"I say, Mrs. J."--a compromise between the two names and serving for both--"I want a lodging. Couldn't you let me come here?"
She looked up briskly. "What kind of a lodging? I mean as to position and price."
"Oh, something comfortable," said Roland.
Perhaps for old acquaintance' sake, perhaps because she had some apartments vacant, Mrs. Jones appeared to regard the proposition with no disfavour; and began to talk of her house's accommodation.

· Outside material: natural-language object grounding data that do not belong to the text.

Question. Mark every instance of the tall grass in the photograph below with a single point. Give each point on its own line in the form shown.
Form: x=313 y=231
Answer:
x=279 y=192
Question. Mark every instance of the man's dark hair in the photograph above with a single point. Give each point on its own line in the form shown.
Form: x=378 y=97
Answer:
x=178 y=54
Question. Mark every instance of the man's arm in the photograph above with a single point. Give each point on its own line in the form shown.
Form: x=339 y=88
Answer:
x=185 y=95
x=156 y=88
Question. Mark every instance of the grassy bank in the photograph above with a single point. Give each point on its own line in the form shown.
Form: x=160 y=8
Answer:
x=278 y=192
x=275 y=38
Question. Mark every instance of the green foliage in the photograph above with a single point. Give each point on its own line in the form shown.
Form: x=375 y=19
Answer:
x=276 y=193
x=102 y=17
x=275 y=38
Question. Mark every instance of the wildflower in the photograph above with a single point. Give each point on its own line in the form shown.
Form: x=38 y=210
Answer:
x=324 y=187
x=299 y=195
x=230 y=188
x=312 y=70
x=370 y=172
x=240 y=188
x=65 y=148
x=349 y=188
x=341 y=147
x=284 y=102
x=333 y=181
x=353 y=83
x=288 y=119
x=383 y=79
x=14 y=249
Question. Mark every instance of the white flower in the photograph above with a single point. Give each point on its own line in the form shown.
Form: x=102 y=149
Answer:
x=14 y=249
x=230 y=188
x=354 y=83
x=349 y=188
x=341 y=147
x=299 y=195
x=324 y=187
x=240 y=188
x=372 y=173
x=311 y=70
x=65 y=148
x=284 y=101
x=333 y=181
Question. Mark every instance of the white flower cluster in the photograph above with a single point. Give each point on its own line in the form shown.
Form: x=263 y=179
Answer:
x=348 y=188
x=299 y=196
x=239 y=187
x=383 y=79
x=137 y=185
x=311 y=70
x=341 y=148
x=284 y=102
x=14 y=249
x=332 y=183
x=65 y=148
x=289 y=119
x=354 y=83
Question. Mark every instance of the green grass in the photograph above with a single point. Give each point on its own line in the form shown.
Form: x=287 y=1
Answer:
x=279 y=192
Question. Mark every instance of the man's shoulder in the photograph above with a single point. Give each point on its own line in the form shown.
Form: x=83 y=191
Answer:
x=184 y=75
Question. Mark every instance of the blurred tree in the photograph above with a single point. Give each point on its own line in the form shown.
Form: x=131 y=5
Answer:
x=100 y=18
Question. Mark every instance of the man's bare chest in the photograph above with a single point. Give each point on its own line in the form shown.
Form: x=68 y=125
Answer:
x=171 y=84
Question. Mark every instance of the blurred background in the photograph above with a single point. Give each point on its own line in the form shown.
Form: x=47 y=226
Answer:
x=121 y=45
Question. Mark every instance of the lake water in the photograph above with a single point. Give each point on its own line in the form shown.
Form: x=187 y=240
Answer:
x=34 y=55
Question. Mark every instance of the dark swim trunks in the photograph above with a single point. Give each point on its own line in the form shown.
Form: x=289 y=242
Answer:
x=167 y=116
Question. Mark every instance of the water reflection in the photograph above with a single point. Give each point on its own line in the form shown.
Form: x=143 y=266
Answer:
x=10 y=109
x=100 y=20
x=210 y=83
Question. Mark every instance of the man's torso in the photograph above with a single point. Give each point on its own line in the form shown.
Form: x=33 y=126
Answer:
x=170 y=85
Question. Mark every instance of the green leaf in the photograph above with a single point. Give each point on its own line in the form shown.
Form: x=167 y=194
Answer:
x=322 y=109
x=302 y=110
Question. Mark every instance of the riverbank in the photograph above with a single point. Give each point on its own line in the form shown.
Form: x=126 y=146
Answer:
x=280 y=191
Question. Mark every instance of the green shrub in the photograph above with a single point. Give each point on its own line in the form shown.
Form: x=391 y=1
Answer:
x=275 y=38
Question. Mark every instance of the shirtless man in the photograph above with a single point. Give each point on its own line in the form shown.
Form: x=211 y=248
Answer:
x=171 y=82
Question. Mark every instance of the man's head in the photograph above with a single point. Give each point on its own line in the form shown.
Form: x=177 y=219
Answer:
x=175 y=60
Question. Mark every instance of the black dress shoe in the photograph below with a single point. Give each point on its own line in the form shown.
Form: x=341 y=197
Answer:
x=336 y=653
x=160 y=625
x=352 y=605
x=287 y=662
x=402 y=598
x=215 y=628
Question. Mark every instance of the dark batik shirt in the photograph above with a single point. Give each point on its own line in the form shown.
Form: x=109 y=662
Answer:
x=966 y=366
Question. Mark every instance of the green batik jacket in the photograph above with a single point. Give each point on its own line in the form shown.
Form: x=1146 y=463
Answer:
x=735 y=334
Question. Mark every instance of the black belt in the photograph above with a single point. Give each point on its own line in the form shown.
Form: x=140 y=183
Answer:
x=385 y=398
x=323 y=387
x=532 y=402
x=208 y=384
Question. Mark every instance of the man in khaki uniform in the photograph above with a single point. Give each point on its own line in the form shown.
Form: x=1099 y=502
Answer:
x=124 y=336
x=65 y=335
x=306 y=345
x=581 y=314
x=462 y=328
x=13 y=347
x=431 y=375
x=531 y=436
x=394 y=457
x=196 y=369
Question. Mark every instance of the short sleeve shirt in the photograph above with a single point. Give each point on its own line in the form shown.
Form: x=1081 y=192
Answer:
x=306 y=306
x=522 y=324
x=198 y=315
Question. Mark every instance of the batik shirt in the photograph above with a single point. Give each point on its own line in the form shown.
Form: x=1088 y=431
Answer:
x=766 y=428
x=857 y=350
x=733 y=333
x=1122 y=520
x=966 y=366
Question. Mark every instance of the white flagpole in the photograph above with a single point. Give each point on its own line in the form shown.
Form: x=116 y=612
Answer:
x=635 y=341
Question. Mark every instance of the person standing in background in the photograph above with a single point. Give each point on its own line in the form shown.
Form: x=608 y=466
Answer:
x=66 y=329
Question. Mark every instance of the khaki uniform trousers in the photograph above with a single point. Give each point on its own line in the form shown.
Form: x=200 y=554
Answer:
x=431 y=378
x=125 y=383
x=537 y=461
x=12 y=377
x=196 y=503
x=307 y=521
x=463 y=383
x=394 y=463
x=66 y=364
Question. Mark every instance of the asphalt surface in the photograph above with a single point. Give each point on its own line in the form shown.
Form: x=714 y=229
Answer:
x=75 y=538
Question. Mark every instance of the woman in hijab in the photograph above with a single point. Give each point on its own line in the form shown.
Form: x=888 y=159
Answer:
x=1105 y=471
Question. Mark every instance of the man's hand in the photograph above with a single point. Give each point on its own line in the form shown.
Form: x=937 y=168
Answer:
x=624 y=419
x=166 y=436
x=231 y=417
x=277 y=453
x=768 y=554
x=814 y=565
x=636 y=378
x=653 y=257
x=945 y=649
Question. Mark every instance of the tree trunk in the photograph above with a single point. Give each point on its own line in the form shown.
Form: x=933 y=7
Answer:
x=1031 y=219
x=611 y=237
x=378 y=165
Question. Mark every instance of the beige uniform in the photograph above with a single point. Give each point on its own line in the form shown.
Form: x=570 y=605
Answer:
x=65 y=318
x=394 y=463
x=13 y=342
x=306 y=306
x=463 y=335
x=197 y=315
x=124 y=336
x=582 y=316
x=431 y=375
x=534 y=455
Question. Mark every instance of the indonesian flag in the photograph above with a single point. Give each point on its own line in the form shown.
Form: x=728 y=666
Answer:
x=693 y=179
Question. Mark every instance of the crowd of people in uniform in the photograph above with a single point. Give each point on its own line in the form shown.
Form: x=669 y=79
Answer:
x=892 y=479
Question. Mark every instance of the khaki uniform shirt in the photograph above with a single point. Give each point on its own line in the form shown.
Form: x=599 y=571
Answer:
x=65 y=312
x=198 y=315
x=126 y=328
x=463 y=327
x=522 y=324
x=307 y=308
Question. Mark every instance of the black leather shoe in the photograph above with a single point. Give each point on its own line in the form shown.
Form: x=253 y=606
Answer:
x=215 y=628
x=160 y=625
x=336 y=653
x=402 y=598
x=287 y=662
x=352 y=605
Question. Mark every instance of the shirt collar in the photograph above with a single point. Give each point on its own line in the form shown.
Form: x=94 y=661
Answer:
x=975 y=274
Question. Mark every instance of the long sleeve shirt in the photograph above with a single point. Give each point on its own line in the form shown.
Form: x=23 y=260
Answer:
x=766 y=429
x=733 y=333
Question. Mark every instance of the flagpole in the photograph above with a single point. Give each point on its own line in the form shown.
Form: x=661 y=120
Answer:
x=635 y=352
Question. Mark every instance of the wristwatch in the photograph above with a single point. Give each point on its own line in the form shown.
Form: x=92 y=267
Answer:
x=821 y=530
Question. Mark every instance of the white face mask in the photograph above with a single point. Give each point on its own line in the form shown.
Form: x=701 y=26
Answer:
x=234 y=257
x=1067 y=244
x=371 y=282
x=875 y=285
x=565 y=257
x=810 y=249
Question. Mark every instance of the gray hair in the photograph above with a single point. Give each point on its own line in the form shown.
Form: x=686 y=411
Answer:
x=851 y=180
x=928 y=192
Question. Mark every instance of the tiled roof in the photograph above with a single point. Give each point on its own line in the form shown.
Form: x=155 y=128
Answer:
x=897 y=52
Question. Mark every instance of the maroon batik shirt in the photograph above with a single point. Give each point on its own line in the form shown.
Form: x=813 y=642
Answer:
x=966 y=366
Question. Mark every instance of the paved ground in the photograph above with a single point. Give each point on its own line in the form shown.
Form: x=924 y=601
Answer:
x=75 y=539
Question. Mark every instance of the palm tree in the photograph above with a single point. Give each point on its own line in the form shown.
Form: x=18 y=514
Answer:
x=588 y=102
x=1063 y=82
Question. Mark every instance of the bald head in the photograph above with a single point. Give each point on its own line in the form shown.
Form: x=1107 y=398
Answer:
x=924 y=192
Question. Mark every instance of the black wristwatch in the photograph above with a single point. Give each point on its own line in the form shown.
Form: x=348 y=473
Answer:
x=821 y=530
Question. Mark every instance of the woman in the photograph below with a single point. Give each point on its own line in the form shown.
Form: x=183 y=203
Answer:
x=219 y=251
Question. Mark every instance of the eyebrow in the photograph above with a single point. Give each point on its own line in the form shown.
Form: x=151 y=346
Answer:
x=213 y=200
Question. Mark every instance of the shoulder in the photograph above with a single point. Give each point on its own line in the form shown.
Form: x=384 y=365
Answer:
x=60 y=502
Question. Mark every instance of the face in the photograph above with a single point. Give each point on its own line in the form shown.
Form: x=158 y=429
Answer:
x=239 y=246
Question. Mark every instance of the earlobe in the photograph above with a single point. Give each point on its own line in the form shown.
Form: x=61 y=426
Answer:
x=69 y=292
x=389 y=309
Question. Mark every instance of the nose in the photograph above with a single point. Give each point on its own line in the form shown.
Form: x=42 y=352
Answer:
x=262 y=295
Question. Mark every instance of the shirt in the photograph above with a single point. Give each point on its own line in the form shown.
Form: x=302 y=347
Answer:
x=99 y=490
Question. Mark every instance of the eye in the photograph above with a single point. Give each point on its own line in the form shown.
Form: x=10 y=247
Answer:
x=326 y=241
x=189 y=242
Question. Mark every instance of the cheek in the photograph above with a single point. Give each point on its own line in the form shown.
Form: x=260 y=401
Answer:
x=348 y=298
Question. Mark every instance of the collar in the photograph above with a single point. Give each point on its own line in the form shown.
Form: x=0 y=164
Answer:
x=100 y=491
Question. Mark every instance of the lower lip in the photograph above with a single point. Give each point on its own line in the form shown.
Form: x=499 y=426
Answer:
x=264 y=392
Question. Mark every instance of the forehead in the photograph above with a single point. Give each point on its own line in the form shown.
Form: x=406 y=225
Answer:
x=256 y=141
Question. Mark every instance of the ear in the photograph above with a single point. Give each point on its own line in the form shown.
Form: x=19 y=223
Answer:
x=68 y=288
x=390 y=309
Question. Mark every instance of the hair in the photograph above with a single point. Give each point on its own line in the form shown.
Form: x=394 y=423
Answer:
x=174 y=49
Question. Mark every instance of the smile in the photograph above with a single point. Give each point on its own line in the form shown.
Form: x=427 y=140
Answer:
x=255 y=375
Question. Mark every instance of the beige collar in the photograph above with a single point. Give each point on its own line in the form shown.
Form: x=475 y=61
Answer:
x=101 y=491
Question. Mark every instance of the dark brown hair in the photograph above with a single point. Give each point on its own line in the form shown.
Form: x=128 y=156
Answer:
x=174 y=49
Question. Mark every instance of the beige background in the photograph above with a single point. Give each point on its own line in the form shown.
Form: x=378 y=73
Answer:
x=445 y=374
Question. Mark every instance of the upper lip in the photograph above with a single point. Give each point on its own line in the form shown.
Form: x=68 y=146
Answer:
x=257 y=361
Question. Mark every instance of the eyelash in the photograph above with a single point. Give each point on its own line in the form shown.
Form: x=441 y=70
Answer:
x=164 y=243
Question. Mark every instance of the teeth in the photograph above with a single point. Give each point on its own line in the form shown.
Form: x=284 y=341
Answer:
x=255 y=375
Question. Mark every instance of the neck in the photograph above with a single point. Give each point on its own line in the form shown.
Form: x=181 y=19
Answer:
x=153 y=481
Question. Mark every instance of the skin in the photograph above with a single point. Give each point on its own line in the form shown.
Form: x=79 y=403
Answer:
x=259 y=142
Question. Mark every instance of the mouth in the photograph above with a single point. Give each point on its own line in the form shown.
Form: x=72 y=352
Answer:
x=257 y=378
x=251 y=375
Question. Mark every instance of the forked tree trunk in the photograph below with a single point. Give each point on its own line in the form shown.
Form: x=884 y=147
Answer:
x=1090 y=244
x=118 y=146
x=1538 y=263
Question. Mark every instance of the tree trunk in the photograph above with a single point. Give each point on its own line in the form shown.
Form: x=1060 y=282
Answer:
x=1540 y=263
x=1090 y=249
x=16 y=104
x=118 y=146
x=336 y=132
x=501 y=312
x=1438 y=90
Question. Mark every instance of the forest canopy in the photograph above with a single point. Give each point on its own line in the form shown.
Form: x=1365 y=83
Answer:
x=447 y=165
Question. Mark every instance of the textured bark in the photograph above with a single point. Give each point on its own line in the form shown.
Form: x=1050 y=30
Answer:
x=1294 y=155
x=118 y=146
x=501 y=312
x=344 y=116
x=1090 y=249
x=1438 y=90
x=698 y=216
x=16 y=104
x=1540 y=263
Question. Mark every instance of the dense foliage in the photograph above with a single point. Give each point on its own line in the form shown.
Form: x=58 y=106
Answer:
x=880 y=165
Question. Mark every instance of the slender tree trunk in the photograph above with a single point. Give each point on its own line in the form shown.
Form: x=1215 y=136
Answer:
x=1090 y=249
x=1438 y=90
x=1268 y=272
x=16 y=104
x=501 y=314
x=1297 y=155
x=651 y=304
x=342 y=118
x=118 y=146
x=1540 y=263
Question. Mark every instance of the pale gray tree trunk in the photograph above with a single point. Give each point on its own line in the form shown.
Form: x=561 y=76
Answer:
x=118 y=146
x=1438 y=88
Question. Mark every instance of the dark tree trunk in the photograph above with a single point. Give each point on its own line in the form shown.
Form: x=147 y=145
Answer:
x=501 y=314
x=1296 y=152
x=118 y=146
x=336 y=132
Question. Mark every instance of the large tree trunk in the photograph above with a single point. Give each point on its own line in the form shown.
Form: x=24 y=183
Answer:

"The rooms on the first floor are very good and well furnished," she said. "When I was about it, Mr. Yorke, I thought I might as well have things nice as not, one finds the return; and the drawing-room floor naturally gets served the best. There's a piano in the front room, and the bed in the back room is excellent."
"They'd be just the thing for me," cried Roland, rising to walk about in pleasurable excitement. "What's the rent?"
"They are let for a pound a week. Mr.----"
"That'll do I can pay it," said he eagerly. "I don't play the piano myself; but it may be useful if I give a party. You'll cook for me?"
"Of course we'll cook," said Mrs. Jones. "But I was about to tell you that those rooms are let to a clergyman. If you----"
Roland had come to an abrupt anchor at the edge of the table, and the look of blank dismay on his face was such as to cut short Mrs. Jones's speech. "What's the matter?" she asked.